Немного жаль лишь поцелуя в щеку, под звездным небом, в ночной тишине, когда казалось, что все так просто, что от простоты хотелось летать.
Самую малость – распахнутых в восторге глаз, с вечным желанием познать, удивиться, познакомиться.
И невинности жаль, будем уж честными, той самой, у которой обратная сторона жестокость, детская, злая.
Когда видишь мир в черно-белом цвете, без всяких серых вкраплений, где за свои идеалы – смерть не страшна, где есть братья, за которых тоже ничего не жаль.
И все же…Не жаль.
Кошмар снится ей каждую ночь.
Кошмар о глупой, наивной, доброй девочке, которая любила этот мир, любила жизнь, хотела лишь помогать и не верила, что есть страх, боль, потери и смерть.
- Арти, – Драгон окликает ее, бездумно всматривающуюся в бумаги, и девушка поднимает голову, режа губы легкой усмешкой.
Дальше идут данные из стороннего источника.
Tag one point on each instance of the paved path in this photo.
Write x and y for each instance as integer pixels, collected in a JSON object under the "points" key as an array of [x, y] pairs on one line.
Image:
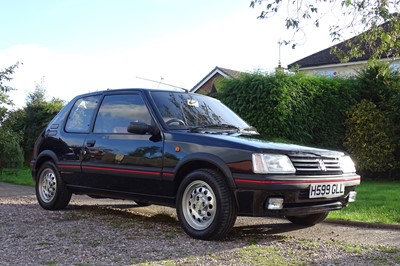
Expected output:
{"points": [[11, 190]]}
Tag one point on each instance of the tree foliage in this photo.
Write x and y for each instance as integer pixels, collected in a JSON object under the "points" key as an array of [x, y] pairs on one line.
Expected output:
{"points": [[299, 108], [375, 22], [33, 118], [10, 151], [359, 114]]}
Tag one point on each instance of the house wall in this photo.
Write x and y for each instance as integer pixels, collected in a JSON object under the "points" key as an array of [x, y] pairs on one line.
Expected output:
{"points": [[207, 87], [343, 70]]}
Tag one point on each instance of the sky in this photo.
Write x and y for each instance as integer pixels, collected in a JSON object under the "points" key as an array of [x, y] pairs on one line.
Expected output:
{"points": [[78, 46]]}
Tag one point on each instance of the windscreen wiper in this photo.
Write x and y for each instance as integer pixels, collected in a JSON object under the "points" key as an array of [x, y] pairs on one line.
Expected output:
{"points": [[214, 126]]}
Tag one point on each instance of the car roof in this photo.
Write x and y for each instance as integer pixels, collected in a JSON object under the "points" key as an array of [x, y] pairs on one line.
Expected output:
{"points": [[134, 89]]}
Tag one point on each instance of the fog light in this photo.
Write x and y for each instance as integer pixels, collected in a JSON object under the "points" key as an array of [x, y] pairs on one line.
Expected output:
{"points": [[352, 196], [275, 204]]}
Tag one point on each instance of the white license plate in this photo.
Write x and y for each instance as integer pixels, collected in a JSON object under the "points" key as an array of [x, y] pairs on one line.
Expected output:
{"points": [[326, 190]]}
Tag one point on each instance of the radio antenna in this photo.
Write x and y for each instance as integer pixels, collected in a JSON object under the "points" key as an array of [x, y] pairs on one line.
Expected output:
{"points": [[159, 82]]}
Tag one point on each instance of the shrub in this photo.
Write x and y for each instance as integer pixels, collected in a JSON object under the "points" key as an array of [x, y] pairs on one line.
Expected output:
{"points": [[366, 138]]}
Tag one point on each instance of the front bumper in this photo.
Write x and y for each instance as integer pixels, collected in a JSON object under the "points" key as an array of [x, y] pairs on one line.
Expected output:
{"points": [[252, 194]]}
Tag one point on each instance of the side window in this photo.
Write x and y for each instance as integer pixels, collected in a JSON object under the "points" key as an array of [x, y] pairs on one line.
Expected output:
{"points": [[81, 114], [117, 111]]}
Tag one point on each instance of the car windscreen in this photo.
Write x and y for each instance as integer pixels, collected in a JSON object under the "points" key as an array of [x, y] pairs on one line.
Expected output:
{"points": [[181, 110]]}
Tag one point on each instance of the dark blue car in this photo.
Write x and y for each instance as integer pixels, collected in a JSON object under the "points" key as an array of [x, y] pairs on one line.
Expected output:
{"points": [[187, 151]]}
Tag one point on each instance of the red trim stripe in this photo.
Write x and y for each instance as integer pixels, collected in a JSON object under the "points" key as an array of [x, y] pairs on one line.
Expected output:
{"points": [[68, 166], [290, 182], [168, 174], [121, 170]]}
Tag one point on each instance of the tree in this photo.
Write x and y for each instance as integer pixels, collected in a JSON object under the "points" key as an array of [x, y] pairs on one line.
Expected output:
{"points": [[5, 76], [10, 151], [375, 22], [38, 113], [30, 120]]}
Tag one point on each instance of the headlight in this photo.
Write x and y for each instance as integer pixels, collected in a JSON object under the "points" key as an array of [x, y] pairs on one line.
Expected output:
{"points": [[347, 164], [272, 164]]}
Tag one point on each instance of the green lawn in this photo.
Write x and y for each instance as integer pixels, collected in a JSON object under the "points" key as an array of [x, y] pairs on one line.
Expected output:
{"points": [[377, 202]]}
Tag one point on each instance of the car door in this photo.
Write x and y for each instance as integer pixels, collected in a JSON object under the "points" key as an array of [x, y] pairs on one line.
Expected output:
{"points": [[118, 161], [69, 144]]}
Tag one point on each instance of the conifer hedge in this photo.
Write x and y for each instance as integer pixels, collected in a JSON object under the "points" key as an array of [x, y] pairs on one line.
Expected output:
{"points": [[325, 112]]}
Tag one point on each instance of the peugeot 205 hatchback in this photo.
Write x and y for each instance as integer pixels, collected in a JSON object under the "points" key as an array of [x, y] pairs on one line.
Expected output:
{"points": [[187, 151]]}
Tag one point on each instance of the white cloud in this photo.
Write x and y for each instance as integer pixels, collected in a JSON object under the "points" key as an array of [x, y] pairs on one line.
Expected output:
{"points": [[240, 42]]}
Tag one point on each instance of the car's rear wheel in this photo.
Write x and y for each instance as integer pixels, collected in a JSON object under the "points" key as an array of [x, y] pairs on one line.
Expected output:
{"points": [[308, 220], [51, 192], [205, 205]]}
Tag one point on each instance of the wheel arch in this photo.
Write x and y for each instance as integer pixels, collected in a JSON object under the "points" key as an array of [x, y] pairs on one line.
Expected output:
{"points": [[200, 161], [43, 157]]}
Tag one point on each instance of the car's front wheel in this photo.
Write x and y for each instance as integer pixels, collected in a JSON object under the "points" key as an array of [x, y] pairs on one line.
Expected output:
{"points": [[51, 192], [205, 205], [308, 220]]}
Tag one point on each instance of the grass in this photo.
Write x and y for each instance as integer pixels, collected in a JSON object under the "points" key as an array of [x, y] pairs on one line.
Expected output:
{"points": [[377, 202], [21, 176]]}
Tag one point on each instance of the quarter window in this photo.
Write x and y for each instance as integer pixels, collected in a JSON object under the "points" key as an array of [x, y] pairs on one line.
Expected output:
{"points": [[81, 114], [117, 111]]}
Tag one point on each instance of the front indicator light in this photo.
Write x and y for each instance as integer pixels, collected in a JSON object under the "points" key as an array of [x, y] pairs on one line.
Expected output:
{"points": [[272, 164], [352, 196]]}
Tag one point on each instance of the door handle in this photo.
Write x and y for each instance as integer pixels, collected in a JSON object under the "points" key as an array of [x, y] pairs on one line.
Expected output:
{"points": [[90, 143]]}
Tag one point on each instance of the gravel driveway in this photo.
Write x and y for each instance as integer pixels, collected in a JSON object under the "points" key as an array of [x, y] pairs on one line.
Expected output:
{"points": [[106, 232]]}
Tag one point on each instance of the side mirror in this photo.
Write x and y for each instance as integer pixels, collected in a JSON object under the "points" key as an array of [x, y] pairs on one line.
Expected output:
{"points": [[142, 128]]}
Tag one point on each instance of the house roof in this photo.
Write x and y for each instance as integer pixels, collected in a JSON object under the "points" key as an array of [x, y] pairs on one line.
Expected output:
{"points": [[225, 72], [325, 57]]}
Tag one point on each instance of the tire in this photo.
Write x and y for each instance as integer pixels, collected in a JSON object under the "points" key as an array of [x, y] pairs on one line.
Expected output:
{"points": [[51, 192], [308, 220], [205, 205]]}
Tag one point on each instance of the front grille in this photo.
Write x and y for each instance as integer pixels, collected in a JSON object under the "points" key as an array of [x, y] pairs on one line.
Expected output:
{"points": [[316, 165]]}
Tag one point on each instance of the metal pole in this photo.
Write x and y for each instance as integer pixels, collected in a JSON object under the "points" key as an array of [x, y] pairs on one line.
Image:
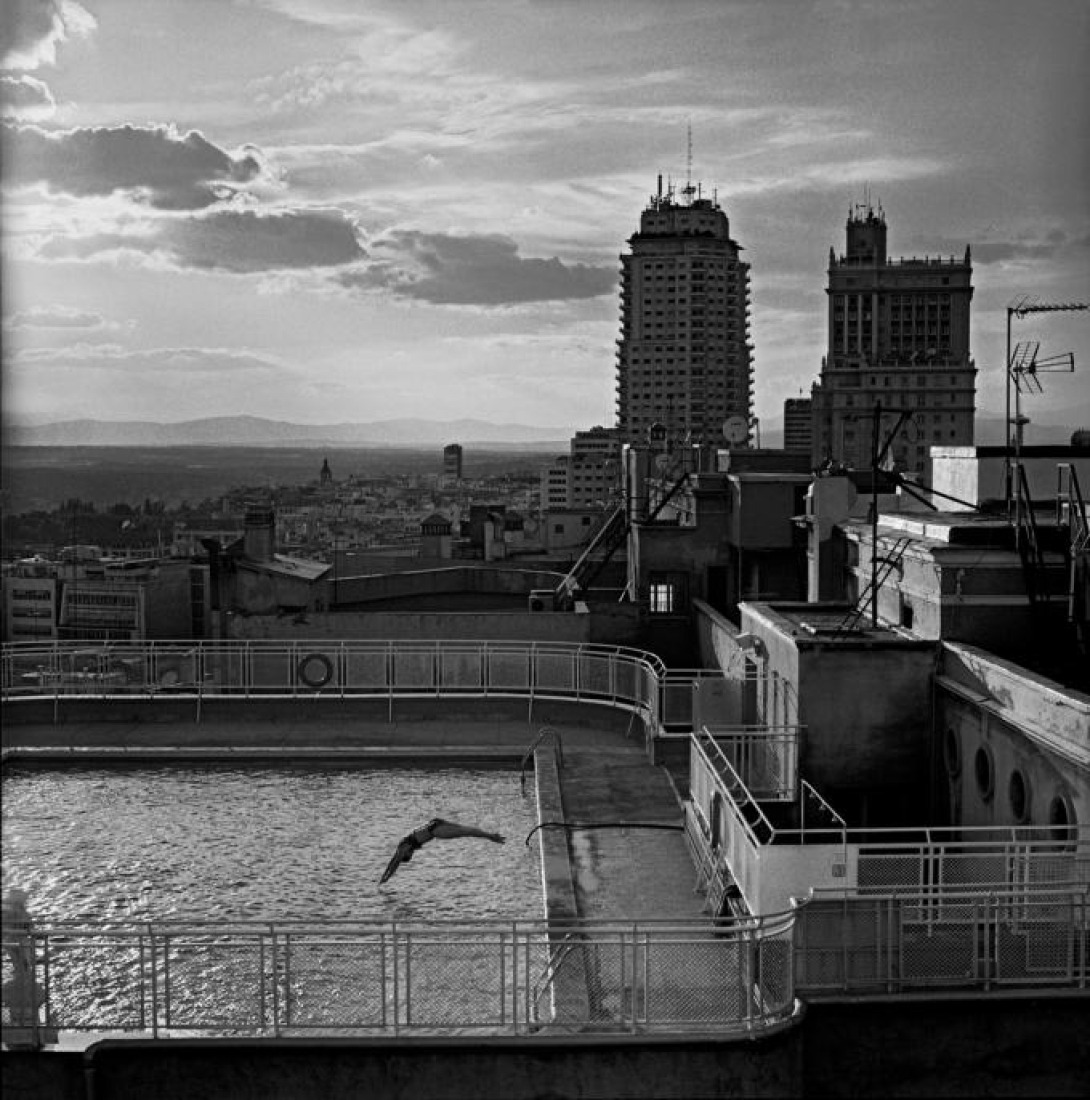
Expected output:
{"points": [[1006, 422], [873, 514]]}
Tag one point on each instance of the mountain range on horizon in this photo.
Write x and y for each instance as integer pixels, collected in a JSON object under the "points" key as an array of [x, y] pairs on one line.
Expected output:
{"points": [[257, 431], [1045, 427]]}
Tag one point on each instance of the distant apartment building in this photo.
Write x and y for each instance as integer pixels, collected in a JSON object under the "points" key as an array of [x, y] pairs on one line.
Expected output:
{"points": [[588, 476], [899, 336], [105, 600], [554, 483], [594, 470], [452, 462], [31, 597], [683, 358], [797, 427]]}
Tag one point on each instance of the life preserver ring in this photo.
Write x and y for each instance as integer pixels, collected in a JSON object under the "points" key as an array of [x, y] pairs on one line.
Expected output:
{"points": [[306, 670]]}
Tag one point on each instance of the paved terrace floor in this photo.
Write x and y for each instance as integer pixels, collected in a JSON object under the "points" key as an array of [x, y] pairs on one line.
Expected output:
{"points": [[605, 777]]}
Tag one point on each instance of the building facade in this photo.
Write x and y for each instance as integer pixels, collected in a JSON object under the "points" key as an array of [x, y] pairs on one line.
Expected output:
{"points": [[684, 360], [452, 462], [797, 425], [899, 337]]}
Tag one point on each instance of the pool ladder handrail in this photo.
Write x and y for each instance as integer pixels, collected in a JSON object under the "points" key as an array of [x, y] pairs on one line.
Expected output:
{"points": [[542, 734]]}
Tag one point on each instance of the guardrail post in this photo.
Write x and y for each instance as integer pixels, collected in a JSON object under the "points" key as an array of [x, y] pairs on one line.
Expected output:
{"points": [[275, 971]]}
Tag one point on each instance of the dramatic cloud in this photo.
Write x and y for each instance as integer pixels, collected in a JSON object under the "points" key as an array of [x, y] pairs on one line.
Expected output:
{"points": [[56, 317], [483, 271], [31, 31], [23, 97], [235, 241], [156, 165], [184, 361], [997, 252]]}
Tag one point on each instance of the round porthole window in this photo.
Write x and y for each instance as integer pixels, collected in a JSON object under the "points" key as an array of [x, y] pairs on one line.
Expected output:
{"points": [[1061, 820], [951, 752], [983, 768], [1017, 793]]}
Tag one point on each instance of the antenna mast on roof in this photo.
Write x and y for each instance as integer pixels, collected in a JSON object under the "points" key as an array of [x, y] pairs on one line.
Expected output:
{"points": [[689, 163]]}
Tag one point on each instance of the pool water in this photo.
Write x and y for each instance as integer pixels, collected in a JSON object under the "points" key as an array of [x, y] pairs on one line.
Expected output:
{"points": [[265, 843]]}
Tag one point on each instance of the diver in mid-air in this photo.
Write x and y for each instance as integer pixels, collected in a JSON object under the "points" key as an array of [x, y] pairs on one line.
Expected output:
{"points": [[436, 829]]}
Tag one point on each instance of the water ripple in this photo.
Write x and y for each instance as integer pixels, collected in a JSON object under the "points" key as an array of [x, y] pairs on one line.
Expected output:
{"points": [[264, 843]]}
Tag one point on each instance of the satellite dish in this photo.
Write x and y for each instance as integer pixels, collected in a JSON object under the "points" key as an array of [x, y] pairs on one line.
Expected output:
{"points": [[736, 429]]}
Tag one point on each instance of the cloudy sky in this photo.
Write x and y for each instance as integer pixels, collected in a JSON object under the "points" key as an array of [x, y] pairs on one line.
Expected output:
{"points": [[334, 210]]}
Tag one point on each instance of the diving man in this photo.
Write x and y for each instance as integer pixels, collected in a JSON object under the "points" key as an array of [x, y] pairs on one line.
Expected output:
{"points": [[436, 829]]}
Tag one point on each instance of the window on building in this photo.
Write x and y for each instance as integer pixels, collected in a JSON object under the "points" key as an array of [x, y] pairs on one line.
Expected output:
{"points": [[667, 593]]}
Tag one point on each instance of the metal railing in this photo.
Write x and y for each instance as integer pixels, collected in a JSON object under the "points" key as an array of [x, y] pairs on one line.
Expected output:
{"points": [[905, 942], [609, 674], [764, 757], [771, 864], [495, 978]]}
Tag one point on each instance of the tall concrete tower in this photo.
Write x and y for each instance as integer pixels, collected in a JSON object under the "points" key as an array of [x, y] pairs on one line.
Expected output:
{"points": [[683, 359], [898, 334]]}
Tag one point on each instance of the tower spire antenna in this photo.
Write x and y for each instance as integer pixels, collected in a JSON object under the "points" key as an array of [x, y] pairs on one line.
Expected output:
{"points": [[689, 162], [689, 154]]}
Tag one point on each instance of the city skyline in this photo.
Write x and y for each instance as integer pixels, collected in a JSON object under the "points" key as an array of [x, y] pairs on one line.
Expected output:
{"points": [[323, 211]]}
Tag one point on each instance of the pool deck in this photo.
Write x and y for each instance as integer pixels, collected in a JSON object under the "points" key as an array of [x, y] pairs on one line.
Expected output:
{"points": [[617, 873]]}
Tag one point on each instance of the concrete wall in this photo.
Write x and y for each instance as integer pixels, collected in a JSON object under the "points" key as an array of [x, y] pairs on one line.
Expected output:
{"points": [[613, 625], [1031, 736], [865, 705], [912, 1047], [353, 590], [977, 474]]}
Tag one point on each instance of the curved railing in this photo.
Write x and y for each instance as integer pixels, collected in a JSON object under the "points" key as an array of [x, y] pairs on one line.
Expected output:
{"points": [[494, 977], [609, 674]]}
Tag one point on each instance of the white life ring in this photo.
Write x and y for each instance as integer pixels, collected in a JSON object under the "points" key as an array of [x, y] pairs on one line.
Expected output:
{"points": [[305, 670]]}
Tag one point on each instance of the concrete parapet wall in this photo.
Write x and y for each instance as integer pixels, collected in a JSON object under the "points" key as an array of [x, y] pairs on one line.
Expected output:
{"points": [[453, 579], [907, 1047], [286, 722]]}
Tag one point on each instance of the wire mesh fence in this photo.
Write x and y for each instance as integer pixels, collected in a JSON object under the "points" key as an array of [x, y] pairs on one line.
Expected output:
{"points": [[983, 941]]}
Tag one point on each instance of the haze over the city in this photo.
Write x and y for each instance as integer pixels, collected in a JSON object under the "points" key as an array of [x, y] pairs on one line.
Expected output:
{"points": [[331, 210]]}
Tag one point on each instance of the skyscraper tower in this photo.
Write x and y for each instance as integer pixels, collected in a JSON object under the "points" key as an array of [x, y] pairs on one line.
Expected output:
{"points": [[683, 358], [898, 334]]}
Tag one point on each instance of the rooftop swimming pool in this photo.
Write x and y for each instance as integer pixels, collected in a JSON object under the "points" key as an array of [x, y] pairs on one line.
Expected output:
{"points": [[266, 843]]}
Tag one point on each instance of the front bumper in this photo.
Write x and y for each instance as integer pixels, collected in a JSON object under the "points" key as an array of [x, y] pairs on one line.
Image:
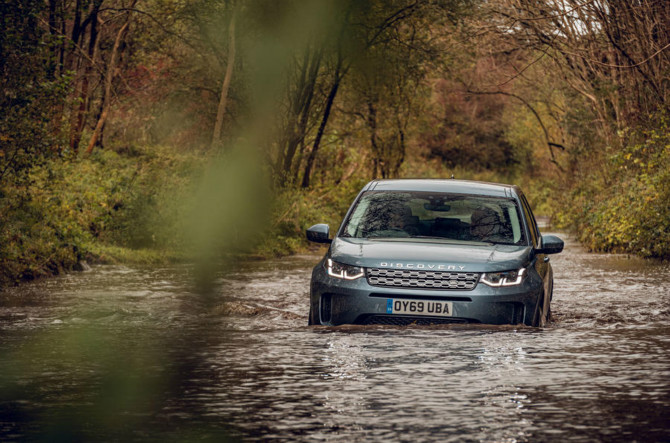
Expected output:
{"points": [[336, 301]]}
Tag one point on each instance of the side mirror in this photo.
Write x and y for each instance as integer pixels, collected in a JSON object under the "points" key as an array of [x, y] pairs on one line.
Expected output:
{"points": [[319, 233], [550, 245]]}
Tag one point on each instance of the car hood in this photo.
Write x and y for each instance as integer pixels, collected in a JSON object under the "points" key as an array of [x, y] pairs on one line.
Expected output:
{"points": [[429, 255]]}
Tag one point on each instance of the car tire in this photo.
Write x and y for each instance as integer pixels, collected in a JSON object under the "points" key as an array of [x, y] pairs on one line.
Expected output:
{"points": [[540, 317]]}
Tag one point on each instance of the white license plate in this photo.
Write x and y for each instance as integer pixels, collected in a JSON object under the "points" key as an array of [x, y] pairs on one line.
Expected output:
{"points": [[419, 307]]}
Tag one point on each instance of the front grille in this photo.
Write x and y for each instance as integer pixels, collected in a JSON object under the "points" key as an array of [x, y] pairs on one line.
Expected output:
{"points": [[406, 278], [391, 320]]}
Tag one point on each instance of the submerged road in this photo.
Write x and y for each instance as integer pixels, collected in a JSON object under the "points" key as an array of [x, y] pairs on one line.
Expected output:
{"points": [[123, 353]]}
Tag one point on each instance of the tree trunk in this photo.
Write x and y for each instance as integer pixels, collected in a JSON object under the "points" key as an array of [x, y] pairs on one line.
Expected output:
{"points": [[218, 126], [107, 98], [322, 127]]}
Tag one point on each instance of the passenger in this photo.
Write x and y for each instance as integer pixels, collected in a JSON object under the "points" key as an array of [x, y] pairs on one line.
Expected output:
{"points": [[485, 226]]}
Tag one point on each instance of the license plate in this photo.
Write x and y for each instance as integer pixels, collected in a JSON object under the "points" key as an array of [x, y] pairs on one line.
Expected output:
{"points": [[419, 307]]}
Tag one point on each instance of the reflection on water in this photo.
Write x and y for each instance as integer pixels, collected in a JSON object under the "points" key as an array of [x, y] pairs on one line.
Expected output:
{"points": [[135, 353]]}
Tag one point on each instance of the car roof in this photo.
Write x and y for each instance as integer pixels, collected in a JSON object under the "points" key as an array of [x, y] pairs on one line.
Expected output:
{"points": [[444, 185]]}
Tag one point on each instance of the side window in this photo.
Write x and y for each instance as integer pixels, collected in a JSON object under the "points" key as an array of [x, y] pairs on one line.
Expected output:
{"points": [[530, 221]]}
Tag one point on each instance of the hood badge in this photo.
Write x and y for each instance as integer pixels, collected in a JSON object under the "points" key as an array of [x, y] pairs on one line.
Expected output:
{"points": [[422, 266]]}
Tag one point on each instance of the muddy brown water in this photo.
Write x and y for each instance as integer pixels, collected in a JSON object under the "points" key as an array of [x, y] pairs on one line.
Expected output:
{"points": [[121, 353]]}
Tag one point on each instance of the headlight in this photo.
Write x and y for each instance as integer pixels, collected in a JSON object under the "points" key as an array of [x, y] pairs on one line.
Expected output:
{"points": [[346, 272], [507, 278]]}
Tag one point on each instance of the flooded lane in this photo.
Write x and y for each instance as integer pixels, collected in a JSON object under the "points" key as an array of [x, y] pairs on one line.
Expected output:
{"points": [[137, 354]]}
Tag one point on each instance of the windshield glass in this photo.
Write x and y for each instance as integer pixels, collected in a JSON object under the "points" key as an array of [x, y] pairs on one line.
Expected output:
{"points": [[436, 215]]}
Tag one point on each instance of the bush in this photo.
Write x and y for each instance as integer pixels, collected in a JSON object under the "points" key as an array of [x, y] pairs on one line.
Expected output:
{"points": [[627, 209]]}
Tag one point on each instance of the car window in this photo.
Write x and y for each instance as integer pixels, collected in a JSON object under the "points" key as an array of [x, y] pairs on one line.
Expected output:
{"points": [[530, 220], [453, 217]]}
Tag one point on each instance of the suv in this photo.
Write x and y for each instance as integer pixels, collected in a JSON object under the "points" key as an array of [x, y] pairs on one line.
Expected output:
{"points": [[434, 251]]}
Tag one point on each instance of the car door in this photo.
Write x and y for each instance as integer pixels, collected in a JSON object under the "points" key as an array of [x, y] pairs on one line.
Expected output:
{"points": [[541, 262]]}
Нельзя показать. Что ее застали врасплох. Даже родному отцу. – с тобой все в порядке?
Она удивленно выгибает бровь. Как будто, когда – то было иначе. С ней всегда все в норме. И на тренировках, когда она не могла встать, от боли в мышцах; и на уроках, когда мозг взрывался от формул, цифр, информации; и на задании, ее первом, когда поджилки тряслись от ужаса, а душа улетала куда – то в пятки, когда пришлось, впервые, понимаешь? впервые убивать.
Она научилась быть сдержанной и спокойной, научилась выбирать цель, работать лучше, работать универсальнее, четче.
Она хотела, чтобы он ей гордился. Хотела ведь? С каждым годом все труднее понимать, чего же она хотела.
Может снова, детский, невинный поцелуй в щеку? Или кровавых брызг из нутра взрезанного, как цыплёнка, противника? Или, быть может, мира, который так нужен каждому простому обывателю, чьи интересы она сейчас выражает, сражаясь, сражаясь, сражаясь…
- Да, конечно. Просто вспомнилось «Но долог путь, и яростны враги, и только сила, силу остановит. Как в тишину войти, по лужам крови, меча, не выпуская из руки?» - мягко, недрогнувшим голосом, лжет она.
Этому искусству в революции тоже учат с юности.
Как и гребанным манерам, обольщению и прочим тонкостям; она нашла свое в ядах.
Отец смотрит на нее нечитаемым взглядом, и словно что – то понимает, кивая, горько усмехаясь.
Словно что – то такое он уже видел. Быть может, когда сам был юношей, и также улыбался деду, прежде, чем стать Революционером.
Она и Луффи – его кровь.
Братцу достался кипучий нрав, досталась Королевская воля, доброта и эгоизм. Братец был похож на деда. Верил, что он всему венец, верил в свою мечту, верил-верил-верил.
Ей же…Арти гордилась.
У Арти от гордыни склонялась спина и возникала пелена перед глазами, которую она торопливо смаргивала. Она улыбалась надменно и восторженно, когда кровь обагрила ее руки и лгала, безбожно, скрывая боль, слезы и разбитое, над страданиями простых людей, сердце.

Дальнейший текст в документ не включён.